Alternatively, the platform may be able to alert data scientists if certain hyper parameters need tuning
4. Training Sample Auto Optimization
Training Sample (which is sub divided into learning set and validation set) play an important role in supervised learning models such as classifiers and regressors. Depending on the algorithm that we select, the training sample may need to conform to certain characteristics. For example, Naive Bayes learns best if the training data is normally distributed (Gaussian), In some cases training data sets need to minimally sparse and so on. The problem is traditional CRISP-DM suggests we prepare the training data set before we select the model.
But in reality we must tune or optimize the training data set according to the model to have the best outcome. The expectation is the model should be able to sample the training data automatically and intelligently or at least should be able to alert the data scientists if some non-optimal situation is observed
5. Reinforcement Learning
Traditionally Machine Learning algorithms can support supervised and unsupervised learning. In reinforcement learning, the model tries to take actions (outputs) to maximize the cumulative rewards. There is an automatic feedback loop of the results into the model makes the model to tune its internal rules or policies.
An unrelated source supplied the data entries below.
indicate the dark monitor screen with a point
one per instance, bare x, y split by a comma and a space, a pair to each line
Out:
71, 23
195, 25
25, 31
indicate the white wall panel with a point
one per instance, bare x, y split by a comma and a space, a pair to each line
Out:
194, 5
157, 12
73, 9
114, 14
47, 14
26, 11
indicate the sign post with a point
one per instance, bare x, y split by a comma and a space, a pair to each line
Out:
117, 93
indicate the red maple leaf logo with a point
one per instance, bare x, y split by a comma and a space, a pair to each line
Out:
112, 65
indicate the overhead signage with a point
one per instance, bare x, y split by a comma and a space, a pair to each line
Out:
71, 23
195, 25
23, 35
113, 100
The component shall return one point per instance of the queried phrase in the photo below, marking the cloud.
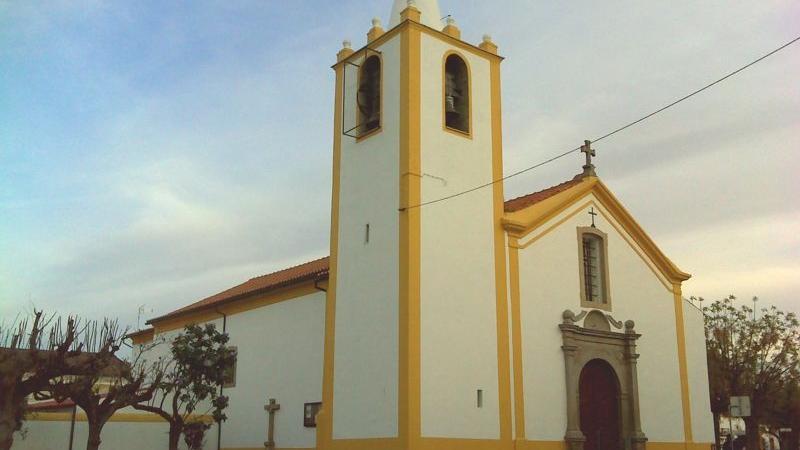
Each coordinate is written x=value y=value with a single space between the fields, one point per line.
x=179 y=152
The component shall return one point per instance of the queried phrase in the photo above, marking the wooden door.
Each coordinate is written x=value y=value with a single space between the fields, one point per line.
x=600 y=410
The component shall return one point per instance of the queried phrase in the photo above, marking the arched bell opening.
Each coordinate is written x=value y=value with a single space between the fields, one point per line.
x=600 y=408
x=456 y=94
x=369 y=95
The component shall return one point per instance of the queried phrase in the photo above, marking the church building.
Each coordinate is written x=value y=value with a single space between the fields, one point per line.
x=448 y=317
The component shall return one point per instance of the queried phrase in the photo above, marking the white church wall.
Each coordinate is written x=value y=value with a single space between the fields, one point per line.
x=458 y=300
x=366 y=339
x=547 y=270
x=55 y=434
x=702 y=419
x=280 y=354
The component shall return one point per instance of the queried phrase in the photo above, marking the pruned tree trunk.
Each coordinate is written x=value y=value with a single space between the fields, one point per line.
x=93 y=442
x=753 y=433
x=8 y=418
x=175 y=430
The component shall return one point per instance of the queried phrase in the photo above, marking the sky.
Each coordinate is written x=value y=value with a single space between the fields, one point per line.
x=153 y=153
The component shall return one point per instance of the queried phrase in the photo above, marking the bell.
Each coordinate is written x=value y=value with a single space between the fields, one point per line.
x=450 y=105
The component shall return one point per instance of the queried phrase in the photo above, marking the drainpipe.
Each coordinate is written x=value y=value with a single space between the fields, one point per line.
x=221 y=386
x=72 y=426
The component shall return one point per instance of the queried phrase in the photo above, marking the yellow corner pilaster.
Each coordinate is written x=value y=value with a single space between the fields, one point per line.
x=682 y=363
x=325 y=415
x=503 y=345
x=516 y=339
x=410 y=223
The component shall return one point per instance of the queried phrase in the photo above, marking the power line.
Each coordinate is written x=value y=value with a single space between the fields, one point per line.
x=607 y=135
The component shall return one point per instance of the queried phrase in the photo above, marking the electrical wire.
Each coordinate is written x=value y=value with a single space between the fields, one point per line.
x=607 y=135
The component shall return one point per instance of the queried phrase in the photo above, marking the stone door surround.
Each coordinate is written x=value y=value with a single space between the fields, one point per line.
x=596 y=340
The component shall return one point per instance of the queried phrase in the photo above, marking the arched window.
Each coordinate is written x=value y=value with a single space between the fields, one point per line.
x=594 y=270
x=456 y=94
x=369 y=95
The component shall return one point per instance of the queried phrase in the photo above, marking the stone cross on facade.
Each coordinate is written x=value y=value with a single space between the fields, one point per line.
x=588 y=168
x=593 y=214
x=272 y=407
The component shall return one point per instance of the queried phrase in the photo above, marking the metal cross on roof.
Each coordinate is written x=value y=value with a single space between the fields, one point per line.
x=588 y=168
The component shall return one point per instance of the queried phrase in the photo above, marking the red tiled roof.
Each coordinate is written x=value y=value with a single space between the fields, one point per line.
x=313 y=270
x=50 y=405
x=532 y=199
x=319 y=269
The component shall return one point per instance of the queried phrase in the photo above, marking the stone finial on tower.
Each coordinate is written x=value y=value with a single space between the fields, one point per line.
x=376 y=31
x=451 y=28
x=346 y=51
x=426 y=12
x=488 y=45
x=588 y=168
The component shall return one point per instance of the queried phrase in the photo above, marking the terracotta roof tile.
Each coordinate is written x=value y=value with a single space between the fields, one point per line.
x=532 y=199
x=317 y=269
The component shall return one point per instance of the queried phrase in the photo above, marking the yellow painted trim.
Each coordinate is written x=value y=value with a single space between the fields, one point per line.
x=379 y=128
x=462 y=444
x=521 y=223
x=237 y=307
x=374 y=33
x=680 y=330
x=262 y=448
x=409 y=410
x=455 y=131
x=452 y=31
x=679 y=446
x=325 y=415
x=367 y=444
x=118 y=417
x=540 y=445
x=500 y=270
x=561 y=445
x=516 y=339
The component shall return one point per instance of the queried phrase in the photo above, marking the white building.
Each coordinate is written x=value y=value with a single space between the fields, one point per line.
x=550 y=321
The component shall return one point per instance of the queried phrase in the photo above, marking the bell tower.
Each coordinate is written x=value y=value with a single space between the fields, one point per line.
x=417 y=333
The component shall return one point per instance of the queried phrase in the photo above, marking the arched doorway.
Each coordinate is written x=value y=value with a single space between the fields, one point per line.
x=599 y=407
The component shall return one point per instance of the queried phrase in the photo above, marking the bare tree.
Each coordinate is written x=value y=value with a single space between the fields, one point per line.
x=750 y=356
x=127 y=385
x=42 y=348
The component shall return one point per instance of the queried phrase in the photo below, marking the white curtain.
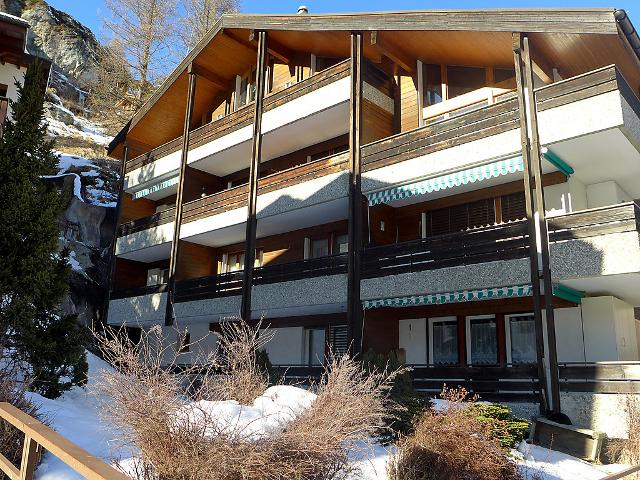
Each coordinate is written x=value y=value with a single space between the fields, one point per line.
x=523 y=339
x=445 y=342
x=484 y=341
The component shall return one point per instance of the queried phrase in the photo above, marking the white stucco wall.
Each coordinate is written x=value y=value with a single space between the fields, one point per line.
x=605 y=193
x=9 y=73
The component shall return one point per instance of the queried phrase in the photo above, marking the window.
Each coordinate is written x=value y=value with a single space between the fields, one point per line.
x=443 y=341
x=319 y=248
x=184 y=342
x=432 y=85
x=482 y=340
x=314 y=346
x=521 y=339
x=157 y=276
x=341 y=244
x=463 y=80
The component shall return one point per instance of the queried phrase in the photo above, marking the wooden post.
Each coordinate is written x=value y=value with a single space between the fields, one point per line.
x=29 y=457
x=529 y=207
x=112 y=258
x=254 y=173
x=170 y=315
x=354 y=305
x=541 y=228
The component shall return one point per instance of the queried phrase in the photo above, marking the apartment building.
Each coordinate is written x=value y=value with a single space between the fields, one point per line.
x=14 y=60
x=456 y=186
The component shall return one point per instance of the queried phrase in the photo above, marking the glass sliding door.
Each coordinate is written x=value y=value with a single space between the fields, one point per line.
x=521 y=339
x=482 y=340
x=443 y=341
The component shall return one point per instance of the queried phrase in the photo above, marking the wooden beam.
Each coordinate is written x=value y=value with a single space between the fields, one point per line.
x=274 y=48
x=254 y=174
x=354 y=305
x=212 y=77
x=541 y=225
x=393 y=53
x=170 y=314
x=529 y=206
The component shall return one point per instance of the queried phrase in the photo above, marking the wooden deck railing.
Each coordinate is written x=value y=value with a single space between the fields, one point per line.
x=467 y=126
x=605 y=377
x=160 y=218
x=237 y=197
x=38 y=436
x=243 y=116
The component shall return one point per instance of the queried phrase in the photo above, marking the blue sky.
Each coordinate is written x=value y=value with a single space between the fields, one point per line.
x=90 y=12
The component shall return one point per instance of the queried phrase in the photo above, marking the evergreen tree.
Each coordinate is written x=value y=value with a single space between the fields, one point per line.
x=33 y=273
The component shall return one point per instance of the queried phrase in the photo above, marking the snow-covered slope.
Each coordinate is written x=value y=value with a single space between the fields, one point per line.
x=76 y=416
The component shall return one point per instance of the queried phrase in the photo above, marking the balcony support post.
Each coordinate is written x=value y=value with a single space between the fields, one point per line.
x=354 y=305
x=538 y=234
x=116 y=228
x=254 y=173
x=170 y=315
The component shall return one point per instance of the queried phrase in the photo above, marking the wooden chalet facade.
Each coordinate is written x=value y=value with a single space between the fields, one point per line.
x=368 y=181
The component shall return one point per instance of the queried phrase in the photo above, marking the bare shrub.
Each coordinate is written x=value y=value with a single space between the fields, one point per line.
x=451 y=444
x=170 y=420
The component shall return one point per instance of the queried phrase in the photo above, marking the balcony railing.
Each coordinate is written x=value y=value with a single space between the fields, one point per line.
x=237 y=197
x=243 y=116
x=160 y=218
x=315 y=267
x=468 y=125
x=487 y=244
x=213 y=286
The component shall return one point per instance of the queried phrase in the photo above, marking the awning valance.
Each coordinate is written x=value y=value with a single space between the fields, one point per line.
x=450 y=180
x=155 y=188
x=494 y=293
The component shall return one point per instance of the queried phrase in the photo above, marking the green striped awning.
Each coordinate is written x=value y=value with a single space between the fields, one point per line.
x=155 y=188
x=450 y=180
x=452 y=297
x=495 y=293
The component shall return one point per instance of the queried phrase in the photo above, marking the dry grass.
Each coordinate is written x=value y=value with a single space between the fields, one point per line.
x=451 y=445
x=181 y=440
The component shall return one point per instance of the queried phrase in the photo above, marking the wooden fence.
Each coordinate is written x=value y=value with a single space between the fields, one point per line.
x=37 y=437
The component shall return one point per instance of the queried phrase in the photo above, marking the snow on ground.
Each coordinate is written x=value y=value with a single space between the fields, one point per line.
x=75 y=416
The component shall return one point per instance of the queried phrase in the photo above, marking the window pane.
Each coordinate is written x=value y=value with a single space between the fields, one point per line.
x=319 y=248
x=463 y=80
x=445 y=342
x=484 y=342
x=341 y=244
x=523 y=339
x=432 y=85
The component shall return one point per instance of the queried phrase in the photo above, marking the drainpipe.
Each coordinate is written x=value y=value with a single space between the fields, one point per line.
x=628 y=29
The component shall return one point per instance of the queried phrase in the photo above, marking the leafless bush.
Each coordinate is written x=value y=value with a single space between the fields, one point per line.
x=628 y=451
x=13 y=391
x=181 y=437
x=451 y=444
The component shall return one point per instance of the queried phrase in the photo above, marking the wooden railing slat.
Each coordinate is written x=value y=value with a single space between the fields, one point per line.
x=71 y=454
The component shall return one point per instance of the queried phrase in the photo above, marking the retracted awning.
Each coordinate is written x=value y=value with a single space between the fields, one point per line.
x=463 y=177
x=155 y=188
x=450 y=180
x=495 y=293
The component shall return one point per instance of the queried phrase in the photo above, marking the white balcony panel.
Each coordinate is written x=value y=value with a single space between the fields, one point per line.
x=153 y=172
x=147 y=245
x=138 y=311
x=582 y=133
x=312 y=118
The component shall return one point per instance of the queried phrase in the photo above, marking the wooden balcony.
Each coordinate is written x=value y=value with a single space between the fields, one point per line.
x=160 y=218
x=237 y=197
x=494 y=243
x=469 y=120
x=243 y=116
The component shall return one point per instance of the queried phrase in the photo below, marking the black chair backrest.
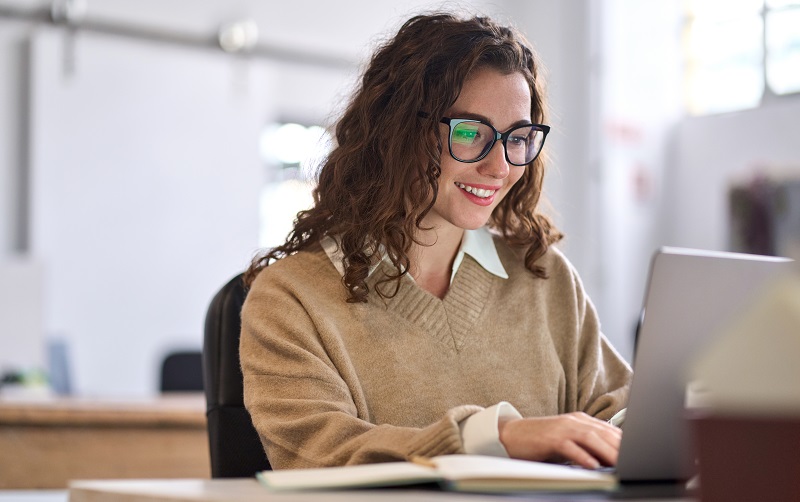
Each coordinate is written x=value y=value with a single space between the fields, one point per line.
x=235 y=447
x=182 y=372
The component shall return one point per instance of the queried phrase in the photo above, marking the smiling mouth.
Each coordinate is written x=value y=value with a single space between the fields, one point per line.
x=477 y=192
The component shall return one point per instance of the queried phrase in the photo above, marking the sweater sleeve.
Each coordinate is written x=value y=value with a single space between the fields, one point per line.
x=300 y=402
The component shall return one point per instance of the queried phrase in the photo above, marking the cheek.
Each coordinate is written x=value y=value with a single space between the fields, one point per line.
x=514 y=176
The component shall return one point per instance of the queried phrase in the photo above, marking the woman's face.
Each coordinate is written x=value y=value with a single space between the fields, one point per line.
x=469 y=192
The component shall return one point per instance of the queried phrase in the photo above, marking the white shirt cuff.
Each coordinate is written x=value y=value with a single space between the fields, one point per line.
x=480 y=432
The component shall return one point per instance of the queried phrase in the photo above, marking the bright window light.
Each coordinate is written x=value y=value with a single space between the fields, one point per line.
x=291 y=152
x=724 y=47
x=783 y=48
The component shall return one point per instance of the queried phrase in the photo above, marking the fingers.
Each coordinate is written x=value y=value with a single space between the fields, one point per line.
x=575 y=437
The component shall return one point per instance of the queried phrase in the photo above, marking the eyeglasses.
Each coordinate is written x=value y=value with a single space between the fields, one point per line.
x=471 y=140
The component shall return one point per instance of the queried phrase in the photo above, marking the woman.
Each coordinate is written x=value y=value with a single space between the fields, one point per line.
x=418 y=308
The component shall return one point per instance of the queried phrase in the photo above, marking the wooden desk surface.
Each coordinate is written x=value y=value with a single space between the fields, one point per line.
x=182 y=410
x=44 y=443
x=248 y=490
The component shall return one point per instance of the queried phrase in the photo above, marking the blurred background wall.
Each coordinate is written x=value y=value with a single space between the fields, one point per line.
x=145 y=153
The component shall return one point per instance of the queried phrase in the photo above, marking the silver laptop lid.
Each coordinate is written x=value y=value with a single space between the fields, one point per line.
x=690 y=294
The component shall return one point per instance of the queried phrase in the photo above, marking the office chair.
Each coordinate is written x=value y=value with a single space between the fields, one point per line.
x=234 y=445
x=182 y=371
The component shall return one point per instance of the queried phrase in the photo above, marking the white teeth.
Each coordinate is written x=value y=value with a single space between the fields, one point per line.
x=479 y=192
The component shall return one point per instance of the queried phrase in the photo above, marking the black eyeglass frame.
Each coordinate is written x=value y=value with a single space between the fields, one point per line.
x=451 y=122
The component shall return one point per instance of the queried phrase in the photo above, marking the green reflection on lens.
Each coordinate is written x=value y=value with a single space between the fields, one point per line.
x=465 y=133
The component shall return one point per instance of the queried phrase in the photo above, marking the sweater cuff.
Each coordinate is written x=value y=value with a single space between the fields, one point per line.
x=480 y=432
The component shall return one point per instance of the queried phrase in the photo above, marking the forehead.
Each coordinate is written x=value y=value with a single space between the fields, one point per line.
x=502 y=98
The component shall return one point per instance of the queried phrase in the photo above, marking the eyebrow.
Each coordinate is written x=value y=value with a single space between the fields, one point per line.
x=483 y=118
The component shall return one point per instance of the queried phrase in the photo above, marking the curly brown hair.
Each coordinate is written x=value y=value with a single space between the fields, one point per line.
x=381 y=179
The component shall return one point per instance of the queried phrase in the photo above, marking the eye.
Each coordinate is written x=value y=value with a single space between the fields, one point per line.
x=517 y=140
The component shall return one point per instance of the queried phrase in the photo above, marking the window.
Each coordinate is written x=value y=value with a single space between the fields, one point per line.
x=782 y=23
x=738 y=51
x=291 y=153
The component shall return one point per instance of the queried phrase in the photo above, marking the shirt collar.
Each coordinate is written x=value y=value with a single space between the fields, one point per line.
x=479 y=244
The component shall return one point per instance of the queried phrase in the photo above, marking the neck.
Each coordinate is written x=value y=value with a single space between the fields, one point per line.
x=432 y=260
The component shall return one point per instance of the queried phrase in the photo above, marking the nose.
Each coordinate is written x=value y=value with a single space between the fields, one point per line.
x=495 y=164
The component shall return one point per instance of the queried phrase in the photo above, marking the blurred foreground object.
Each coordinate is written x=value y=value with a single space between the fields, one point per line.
x=747 y=432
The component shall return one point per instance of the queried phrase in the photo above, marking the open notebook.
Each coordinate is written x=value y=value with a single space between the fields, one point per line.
x=473 y=473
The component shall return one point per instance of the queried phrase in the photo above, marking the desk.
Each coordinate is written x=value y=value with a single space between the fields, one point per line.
x=248 y=490
x=44 y=443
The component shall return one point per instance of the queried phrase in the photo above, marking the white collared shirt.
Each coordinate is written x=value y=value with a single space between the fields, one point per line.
x=479 y=432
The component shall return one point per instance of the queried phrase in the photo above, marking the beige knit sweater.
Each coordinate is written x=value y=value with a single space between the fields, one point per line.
x=329 y=382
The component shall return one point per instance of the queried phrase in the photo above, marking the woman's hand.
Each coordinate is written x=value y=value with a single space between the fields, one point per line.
x=574 y=437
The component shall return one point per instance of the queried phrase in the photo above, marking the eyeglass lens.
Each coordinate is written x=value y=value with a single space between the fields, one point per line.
x=471 y=140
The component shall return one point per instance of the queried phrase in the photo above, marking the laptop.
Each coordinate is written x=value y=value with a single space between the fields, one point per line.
x=690 y=295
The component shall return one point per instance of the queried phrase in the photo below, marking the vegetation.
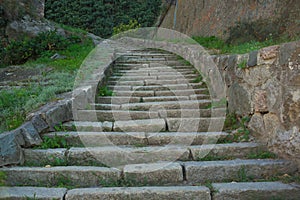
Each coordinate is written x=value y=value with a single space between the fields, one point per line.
x=104 y=91
x=100 y=17
x=240 y=47
x=133 y=24
x=57 y=74
x=54 y=142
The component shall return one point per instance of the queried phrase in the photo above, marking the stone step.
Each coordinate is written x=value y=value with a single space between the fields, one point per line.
x=136 y=66
x=76 y=176
x=149 y=82
x=125 y=115
x=153 y=72
x=184 y=104
x=38 y=193
x=93 y=139
x=141 y=193
x=113 y=155
x=213 y=124
x=164 y=87
x=88 y=126
x=149 y=93
x=117 y=156
x=173 y=63
x=255 y=190
x=147 y=125
x=115 y=115
x=124 y=100
x=235 y=170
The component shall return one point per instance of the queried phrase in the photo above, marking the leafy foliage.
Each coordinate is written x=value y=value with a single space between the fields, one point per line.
x=133 y=24
x=100 y=17
x=20 y=51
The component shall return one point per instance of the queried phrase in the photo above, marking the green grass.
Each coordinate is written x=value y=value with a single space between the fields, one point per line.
x=2 y=178
x=104 y=91
x=16 y=103
x=217 y=43
x=242 y=64
x=54 y=142
x=262 y=155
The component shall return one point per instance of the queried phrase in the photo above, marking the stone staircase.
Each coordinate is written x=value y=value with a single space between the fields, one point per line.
x=149 y=140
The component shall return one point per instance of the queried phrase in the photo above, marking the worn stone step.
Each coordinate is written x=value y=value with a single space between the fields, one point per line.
x=122 y=82
x=224 y=151
x=93 y=139
x=88 y=126
x=38 y=193
x=147 y=125
x=141 y=193
x=154 y=173
x=173 y=63
x=255 y=190
x=195 y=124
x=149 y=93
x=76 y=176
x=113 y=155
x=191 y=113
x=118 y=156
x=189 y=104
x=115 y=115
x=235 y=170
x=180 y=92
x=124 y=100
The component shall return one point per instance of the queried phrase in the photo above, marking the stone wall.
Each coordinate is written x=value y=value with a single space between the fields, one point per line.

Although RL is a large umbrella topic, in the scope of a customer we can explore the possibility of implementing a Markovian Decision Process (such as using Q-Learning algorithm) to decide on the best offer or marketing action for a customer (belonging to a certain segment and having a certain customer value score). For example if offer 1 is not accepted, then issue offer 2 as recommendation if not then issue offer 3 etc. and the decision to make the offer is dynamic, dependent on machine learning and not fixed policies.
As a simpler alternative, simulated learning may be developed (such as Monte Carlo Simulations) and the action policy can be designed by the marketing personnel (with help from BI) based on the results of the simulation.
6. Artificial Neural Networks
This topic is related to Feature Leaning requirement. ANNs can be one of the methods to implement Feature Leaning (un-supervised feature learning - close to scenario 2 in Feature Learning requirement). In addition ANN can be used to 'reverse engineer' the rules that people apply based on 'gut feeling' for example ad-hoc scoring, perceptory decisions, root cause analysis, fault diagnosis etc.
In this post, we try to summarize the various methods by which customer value segmentation may be done and how the process can mature with more advanced ways of customer analytics and self learning machines. It will be interesting to see how businesses adopt these methods in their road-map and approach the problem of customer analytics in a holistic manner.